I had never heard of Hallstatt, a town in (sort of) central Austria, until my friend, knowing that I was going to Vienna, told me, “You HAVE to go to Hallstatt”. And that was all it took to convince me, if that was any convincing at all. Yes, it would take me 3.5 hours to get there from Vienna (and of course 3.5 hours for the return trip), but I had the time. Plus, 3.5 hours in a train sounded SUPERB especially if I was promised window-side scenes like the ones I saw around Interlaken. For this, even a 7:30am departure could fill me with anticipation.

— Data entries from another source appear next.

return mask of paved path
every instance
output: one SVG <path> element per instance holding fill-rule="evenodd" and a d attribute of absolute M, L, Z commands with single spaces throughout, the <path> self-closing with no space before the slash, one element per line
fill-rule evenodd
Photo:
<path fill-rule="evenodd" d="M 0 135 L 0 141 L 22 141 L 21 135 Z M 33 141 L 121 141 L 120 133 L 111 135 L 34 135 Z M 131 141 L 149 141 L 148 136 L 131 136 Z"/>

The only way to get to Hallstatt without a car is by ferry, which takes you from the Hallstatt train station across the lake to the village itself. On this day, there were approximately 10 passengers aboard the small ferry that brought us across Lake Hallstatt in 10 minutes. I guess not many visitors come during the winter, even a mild one. The reason why the title of this post says “in-yo-face” is obvious – Hallstatt looks like a place that emerged right out of the mountains. It was as if someone thought that mountains and lakes were too monotonous and just decided to carve a town in the midst of it all. The mountains were so close, so…”in-yo-face” and that was the best expression I could think of to describe them. Really though, you wouldn’t expect the massive mountains to be hiding such a pretty gem. Well-played, Hallstatt.